La pedagogía implica un pacto entre maestro y aprendiz. No obstante, dicho acuerdo no siempre honra la libertad (“estudié medicina porque mis padres me obligaron”; “fui a tal colegio porque era el más cercano”…). Cátedra, consejos comunales y algunos foros se podrían inscribir en el espectro del adoctrinamiento, forma de la pedagogía que evade el pensamiento crítico. “Los pactos, sin la espada, son palabrería”, diría Hobbes.

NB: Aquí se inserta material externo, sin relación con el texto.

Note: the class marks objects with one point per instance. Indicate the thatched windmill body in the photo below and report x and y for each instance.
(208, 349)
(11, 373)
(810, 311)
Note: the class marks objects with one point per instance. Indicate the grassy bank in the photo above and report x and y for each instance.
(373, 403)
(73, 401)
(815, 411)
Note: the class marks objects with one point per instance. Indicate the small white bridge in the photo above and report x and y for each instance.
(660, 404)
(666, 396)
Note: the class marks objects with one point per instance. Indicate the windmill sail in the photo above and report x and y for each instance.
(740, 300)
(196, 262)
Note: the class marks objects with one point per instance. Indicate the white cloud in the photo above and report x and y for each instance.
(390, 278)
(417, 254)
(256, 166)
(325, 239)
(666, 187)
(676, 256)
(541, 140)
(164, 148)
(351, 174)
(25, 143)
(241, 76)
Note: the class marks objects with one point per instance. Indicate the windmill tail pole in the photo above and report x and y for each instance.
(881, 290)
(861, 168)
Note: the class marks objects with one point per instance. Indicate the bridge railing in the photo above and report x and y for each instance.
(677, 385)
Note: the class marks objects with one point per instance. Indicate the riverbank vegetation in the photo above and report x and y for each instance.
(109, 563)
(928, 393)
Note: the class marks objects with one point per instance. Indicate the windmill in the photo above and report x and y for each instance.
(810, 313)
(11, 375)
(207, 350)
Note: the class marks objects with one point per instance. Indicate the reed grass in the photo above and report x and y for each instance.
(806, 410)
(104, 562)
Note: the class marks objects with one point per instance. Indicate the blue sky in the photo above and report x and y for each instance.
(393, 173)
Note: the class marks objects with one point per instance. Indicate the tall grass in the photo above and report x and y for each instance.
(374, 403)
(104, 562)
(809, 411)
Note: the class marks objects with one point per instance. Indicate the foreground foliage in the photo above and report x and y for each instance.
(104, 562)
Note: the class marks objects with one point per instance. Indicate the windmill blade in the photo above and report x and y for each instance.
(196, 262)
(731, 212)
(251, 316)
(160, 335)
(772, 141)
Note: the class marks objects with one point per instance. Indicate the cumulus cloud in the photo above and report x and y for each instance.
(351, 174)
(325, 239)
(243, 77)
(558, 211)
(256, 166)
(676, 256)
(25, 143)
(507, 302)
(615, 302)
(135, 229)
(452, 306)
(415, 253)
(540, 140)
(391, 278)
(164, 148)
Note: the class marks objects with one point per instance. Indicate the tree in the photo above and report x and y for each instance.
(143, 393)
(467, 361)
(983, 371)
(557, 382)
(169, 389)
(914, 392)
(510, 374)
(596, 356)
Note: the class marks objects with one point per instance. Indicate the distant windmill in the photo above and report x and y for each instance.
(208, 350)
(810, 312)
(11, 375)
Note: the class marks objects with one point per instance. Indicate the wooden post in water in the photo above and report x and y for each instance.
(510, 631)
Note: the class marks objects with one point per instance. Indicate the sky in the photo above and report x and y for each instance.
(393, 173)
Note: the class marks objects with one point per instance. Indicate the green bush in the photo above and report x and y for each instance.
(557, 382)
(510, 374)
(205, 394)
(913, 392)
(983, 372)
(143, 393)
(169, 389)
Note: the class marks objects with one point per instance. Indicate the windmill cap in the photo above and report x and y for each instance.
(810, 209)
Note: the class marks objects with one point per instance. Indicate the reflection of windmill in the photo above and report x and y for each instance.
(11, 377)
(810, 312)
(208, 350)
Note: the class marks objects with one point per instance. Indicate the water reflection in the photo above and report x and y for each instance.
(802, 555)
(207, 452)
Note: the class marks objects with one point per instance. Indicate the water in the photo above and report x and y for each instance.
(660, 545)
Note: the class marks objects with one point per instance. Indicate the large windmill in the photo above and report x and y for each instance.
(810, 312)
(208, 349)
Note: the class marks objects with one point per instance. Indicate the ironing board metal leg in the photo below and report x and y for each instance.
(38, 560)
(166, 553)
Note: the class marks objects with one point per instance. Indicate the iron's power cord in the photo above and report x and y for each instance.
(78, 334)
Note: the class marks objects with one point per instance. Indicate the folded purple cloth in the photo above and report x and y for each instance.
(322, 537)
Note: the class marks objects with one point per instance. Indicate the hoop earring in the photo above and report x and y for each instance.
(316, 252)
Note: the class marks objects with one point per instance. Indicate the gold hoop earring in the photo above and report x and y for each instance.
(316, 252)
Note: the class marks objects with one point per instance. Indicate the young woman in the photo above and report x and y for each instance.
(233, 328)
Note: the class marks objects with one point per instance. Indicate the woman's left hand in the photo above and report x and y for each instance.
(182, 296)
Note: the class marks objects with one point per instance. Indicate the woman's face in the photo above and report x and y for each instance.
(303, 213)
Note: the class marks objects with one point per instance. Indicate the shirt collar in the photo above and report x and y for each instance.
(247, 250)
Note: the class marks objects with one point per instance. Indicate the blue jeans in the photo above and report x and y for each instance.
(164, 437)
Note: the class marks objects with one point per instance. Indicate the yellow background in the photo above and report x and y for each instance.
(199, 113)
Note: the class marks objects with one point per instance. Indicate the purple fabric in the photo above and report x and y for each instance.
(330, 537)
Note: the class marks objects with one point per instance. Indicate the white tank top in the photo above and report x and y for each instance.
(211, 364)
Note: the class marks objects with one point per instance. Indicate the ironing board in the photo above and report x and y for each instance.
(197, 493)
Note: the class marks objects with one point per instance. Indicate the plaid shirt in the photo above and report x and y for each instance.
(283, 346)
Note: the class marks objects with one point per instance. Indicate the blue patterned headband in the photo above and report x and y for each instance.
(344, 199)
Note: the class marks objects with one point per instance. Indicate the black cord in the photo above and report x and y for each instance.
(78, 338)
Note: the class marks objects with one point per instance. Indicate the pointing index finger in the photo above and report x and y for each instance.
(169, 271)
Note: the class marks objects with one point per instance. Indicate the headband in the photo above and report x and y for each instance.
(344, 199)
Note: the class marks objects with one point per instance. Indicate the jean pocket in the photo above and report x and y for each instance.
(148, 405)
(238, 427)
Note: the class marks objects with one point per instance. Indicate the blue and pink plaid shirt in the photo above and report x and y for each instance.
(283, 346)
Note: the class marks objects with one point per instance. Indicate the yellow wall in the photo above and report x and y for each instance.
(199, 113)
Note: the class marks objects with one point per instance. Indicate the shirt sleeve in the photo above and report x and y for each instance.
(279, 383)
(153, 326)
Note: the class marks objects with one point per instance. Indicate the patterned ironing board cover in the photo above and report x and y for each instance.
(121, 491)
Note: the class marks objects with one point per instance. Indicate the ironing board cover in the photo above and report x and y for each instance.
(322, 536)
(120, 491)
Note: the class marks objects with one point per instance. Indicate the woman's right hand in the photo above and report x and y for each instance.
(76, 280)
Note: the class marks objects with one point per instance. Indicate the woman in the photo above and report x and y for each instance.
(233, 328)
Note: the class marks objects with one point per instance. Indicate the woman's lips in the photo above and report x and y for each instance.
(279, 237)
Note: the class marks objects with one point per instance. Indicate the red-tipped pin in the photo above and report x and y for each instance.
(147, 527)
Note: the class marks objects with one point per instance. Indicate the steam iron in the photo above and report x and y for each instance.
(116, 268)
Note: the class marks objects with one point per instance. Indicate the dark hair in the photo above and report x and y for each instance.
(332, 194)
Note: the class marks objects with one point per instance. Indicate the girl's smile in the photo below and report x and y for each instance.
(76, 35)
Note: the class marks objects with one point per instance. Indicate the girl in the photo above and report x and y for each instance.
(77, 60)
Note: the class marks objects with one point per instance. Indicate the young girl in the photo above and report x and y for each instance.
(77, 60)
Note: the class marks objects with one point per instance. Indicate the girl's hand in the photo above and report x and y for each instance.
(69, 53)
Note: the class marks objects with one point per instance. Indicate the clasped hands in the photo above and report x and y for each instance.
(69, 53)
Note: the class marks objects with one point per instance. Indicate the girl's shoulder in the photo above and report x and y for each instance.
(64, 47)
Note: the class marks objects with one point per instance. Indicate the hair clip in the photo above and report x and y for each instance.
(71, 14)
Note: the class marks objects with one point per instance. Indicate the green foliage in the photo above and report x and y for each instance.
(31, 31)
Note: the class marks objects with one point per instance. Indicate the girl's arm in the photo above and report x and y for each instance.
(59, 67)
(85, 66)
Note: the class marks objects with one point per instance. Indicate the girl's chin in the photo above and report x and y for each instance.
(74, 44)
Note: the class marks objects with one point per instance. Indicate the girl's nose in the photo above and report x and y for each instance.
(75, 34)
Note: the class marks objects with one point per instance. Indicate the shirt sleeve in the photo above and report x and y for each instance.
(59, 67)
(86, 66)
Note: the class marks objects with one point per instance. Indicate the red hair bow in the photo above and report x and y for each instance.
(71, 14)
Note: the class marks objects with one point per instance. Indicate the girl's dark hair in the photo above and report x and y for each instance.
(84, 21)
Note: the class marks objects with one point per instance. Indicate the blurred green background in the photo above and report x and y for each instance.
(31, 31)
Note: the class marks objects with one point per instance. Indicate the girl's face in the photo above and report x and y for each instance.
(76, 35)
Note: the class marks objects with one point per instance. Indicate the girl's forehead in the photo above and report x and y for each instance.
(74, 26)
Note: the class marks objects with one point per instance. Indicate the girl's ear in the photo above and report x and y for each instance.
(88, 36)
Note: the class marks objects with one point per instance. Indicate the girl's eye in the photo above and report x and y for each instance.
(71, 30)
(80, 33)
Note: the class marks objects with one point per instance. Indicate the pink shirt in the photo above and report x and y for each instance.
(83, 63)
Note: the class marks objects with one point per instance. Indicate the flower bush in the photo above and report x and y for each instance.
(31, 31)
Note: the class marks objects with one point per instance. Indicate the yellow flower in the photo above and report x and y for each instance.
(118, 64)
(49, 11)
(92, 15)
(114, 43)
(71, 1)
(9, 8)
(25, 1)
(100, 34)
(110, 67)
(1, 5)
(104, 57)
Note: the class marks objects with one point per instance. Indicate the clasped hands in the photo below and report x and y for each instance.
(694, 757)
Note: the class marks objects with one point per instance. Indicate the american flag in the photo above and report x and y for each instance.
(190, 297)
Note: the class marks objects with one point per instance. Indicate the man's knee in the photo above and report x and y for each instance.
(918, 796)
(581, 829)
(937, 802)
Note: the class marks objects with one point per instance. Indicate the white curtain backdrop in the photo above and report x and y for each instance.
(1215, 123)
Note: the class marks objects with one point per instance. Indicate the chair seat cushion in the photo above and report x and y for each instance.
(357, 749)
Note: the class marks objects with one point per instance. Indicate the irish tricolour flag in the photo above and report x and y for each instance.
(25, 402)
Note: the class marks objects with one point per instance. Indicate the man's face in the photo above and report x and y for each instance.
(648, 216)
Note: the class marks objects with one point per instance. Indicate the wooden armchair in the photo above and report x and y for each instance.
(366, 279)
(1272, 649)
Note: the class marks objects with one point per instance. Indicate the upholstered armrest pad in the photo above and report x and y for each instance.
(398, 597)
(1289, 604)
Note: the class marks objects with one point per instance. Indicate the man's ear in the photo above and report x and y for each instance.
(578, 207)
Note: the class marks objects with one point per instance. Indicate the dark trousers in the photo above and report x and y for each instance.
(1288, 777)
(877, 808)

Los casos citados evidencian que, para el Centro Democrático, el inconveniente no radica en “la pedagogía con armas”. Los problemas (en plural) son otros: primero, lo que resulta conflictivo no es el porte de armas ni el “entorno pedagógico”, sino la filiación (política, social, intelectual) del sujeto armado. Y, segundo, lo más grave: si el “pedagogo” armado es “de los míos”, es irrelevante sostener una discusión en torno a si es legítimo o no que porte las armas.
Este discurso de indignación tambalea sobre la cuerda floja que conecta dos extremos distantes —aunque para muchos sean vecinos—: el de lo legítimo y lo que es socialmente legitimado.
“La derecha nueva sabe lo que quiere el pueblo y sabe, sobre todo, explotar la distancia entre lo que el pueblo quiere y lo que imponen las leyes: si el pueblo quiere una cosa contraria a lo que prescribe la ley, el primero debe prevalecer […]”, analiza Raffaele Simone*.
¿Qué carga este discurso?
El libro Chuzadas (Ediciones B, 2016), de Julián F. Martínez, es un recorrido por las interceptaciones y seguimientos del DAS durante el mandato de Uribe. En septiembre de 2003, frente a la tropa en Catam, el entonces presidente calificó a las ONG como “traficantes de derechos humanos”, “al servicio del terrorismo”. Martínez también recuerda que la “Operación Transmilenio” buscaba “neutralizar las acciones de las ONG en Colombia y en el mundo”.
“Traficantes”. “Terrorismo”. “Neutralizar”.
Recientemente, la senadora Paloma Valencia se declaró en “rebeldía contra la dictadura” por la captura de Santiago Uribe. Al mensaje de insurrecta lo carga de sentido el lugar físico, político, social e histórico/coyuntural de su emisión.
“Rebeldía”. “Dictadura”.
Ya quisiera la munición el calibre de un hombre cargado de tigre.
*En: Hugo Chávez y Álvaro Uribe, la fuerza de las palabras, de María González Binetti. Instituto Caro y Cuervo, 2013.